Friedrich Hölderlin Gedichte

Andenken

Der Nordost wehet, 
Der liebste unter den Winden 
Mir, weil er feurigen Geist 
Und gute Fahrt verheißet den Schiffern. 
Geh aber nun und grüße 
Die schöne Garonne, 
Und die Gärten von Bordeaux 
Dort, wo am scharfen Ufer 
Hingehet der Steg und in den Strom 
Tief fällt der Bach, darüber aber 
Hinschauet ein edel Paar 
Von Eichen und Silberpappeln;
Noch denket das mir wohl und wie 
Die breiten Gipfel neiget 
Der Ulmwald, über die Mühl, 
Im Hofe aber wächset ein Feigenbaum. 
An Feiertagen gehn 
Die braunen Frauen daselbst 
Auf seidnen Boden, 
Zur Märzenzeit, 
Wenn gleich ist Nacht und Tag, 
Und über langsamen Stegen, 
Von goldenen Träumen schwer, 
Einwiegende Lüfte ziehen.
Es reiche aber, 
Des dunkeln Lichtes voll, 
Mir einer den duftenden Becher, 
Damit ich ruhen möge; denn süß 
Wär unter Schatten der Schlummer. 
Nicht ist es gut, 
Seellos von sterblichen 
Gedanken zu sein. Doch gut 
Ist ein Gespräch und zu sagen 
Des Herzens Meinung, zu hören viel 
Von Tagen der Lieb, 
Und Taten, welche geschehen.
Wo aber sind die Freunde? Bellarmin 
Mit dem Gefährten? Mancher 
Trägt Scheue, an die Quelle zu gehn; 
Es beginnet nämlich der Reichtum 
Im Meere.
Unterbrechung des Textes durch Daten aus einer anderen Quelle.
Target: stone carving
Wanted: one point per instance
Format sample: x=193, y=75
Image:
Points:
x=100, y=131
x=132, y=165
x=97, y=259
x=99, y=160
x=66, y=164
Sie, 
Wie Maler, bringen zusammen 
Das Schöne der Erd und verschmähn 
Den geflügelten Krieg nicht, und 
Zu wohnen einsam, jahrlang, unter 
Dem entlaubten Mast, wo nicht die Nacht durchglänzen 
Die Feiertage der Stadt, 
Und Saitenspiel und eingeborener Tanz nicht.
Nun aber sind zu Indiern 
Die Männer gegangen, 
Dort an der luftigen Spitz 
An Traubenbergen, wo herab 
Die Dordogne kommt, 
Und zusammen mit der prächtgen 
Garonne meerbreit 
Ausgehet der Strom. Es nehmet aber 
Und gibt Gedächtnis die See, 
Und die Lieb auch heftet fleißig die Augen, 
Was bleibet aber, stiften die Dichter.